Il percorso verso il giardino segreto ha due partenze, una rappresentata dal sole(maschile) e l’altra dalla
luna(femminile), che si incontrano nella prima sosta della scala centrale per unirsi in un’unica via da
percorrere insieme. Tutti i percorsi sono coperti da ghiaia bianca delimitata da due serpentinedi porfido in
lastre.
_L’acqua nel progetto compie un percorso significativo: parte dalla parete interna del giardino segreto, passa sotto il
muro di cinta e al sentiero che diventa di legno al suo passaggio, poi scorre lungo le pendenze ai lati
della scala principale del progetto per arrivare ai labirinti del cuore e divenire un gioco di fontane.

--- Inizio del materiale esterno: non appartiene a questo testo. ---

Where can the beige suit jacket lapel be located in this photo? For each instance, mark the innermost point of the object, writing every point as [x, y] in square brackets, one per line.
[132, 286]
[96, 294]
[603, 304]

_Dove è possibile facciamo emergere la roccia naturale, completandola col porfido posato in diverse
forme.
_In sintesi abbiamo preso questo settore di montagna, lo abbiamo analizzato nella sua struttura, l’abbiamo
scolpito, come se avessimo utilizzato un gigantesco scalpello, abbiamo modellato la roccia, creando
monumenti simboli dell’amore, maschili e femminili. Abbiamo giocato con le forme, imitando la
natura, lasciando intatta la vegetazione, non ci siamo messi in concorrenza, ma ci siamo amalgamati ai suoi
colori, le sue forme, le sue tessiture, evitando sfoghi tecnologici, utilizzando l’elementare, lasciando
spazio all’immaginazione dei visitatori nell’utilizzo del percorso.
Ci piacerebbe che la manodopera dovesse realizzare questo progetto avesse capacità simili ai muratori-scultori che hanno lasciato la propria impronta nel Parque Guel a Barcellona.